裕生は神妙な顔で頷くと、重々しく志門に向かっていった。

「実は顧問の飯田の顔が気に食わないんだけどね。あんな顔を部活の度に見せられると、美的センスが狂うと思う。人間として間違ってる」

志門は一瞬目を見張ってポカンと口を開けた後、脱力した様に下を向いて首を横に振った。

「人間としてサイテーなのはお前だ。感心して損した。裕生は無謀な上に失礼極まりないんだということが良く分かった。未祥ちゃん、こんな奴は置いてサッサと帰ろう」

未祥は我慢できずに笑いながら「ごめん、裕生ちゃんを置いて帰れない。あたし、裕生ちゃんが大好きなの」と言って立ち上がった。
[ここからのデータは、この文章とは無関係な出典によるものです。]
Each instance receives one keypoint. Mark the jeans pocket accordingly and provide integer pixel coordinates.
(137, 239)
「あら嬉しい。あたしも未祥が大好きだよ」言ってから裕生は志門にニッと笑いかけた。志門は憮然とした顔で腕を組んで裕生を見返す。そこで志門に声が掛かった。

「志門くん、今日女子と混合で試合しない?」

未祥はドキッとした。声を掛けたのが海原美恵だったからだ。今日は国語のテストはなかったし、自分に話しかけているのではないと分かっていても、なんとなく身構えてしまう。

「あーわりぃ。オレ帰るんだわ。男バスは今日部活出るの二人だけだぜ。先生も会議だし今日は自主トレで終わるらしいから出るのやめたんだ」

志門が美恵に向かって言った。海原美恵は女子バスケ部に所属している。女子は部員が二十人ほどいるが、志門の所属する男子バスケ部は人数が六人しかいない。県内でも最低レベルの弱小チームなので、部員もあまりやる気が起きないらしい。

志門は躰道を習っているし、入学当初部活動をする気はなかったが、このままだと部がなくなってしまうと先輩に泣きつかれ、仕方なくバスケ部に入ったのだ。

「それなら試合するのに丁度いいじゃない。この前混合試合した時すごく楽しかったら、またしたいねって先輩たちとも話してたんだよ。他はいいけど、志門くんだけは絶対連れて来てって、先輩からのキツイ命令が出てるんだ。同じクラスのあたしが任されたの。怒られちゃうから来て、お願い」

美恵は志門の腕を引っ張ってせがんでいる。志門は困り顔だ。
未祥は志門に、一緒に帰ることを断ろうと思った。本当は部活に出なければならないところを、志門は朝の妙な視線を気にして、未祥を送ってくれようとしたのだ。

志門の厚意は有難いし、送ってもらえるのは心強いが、所属している部活動をそんなあいまいな理由で休ませてしまうのも気が引けた。

未祥が志門に話しかけようと口を開けた時、裕生の手が未祥の顔の前に出され、遮った。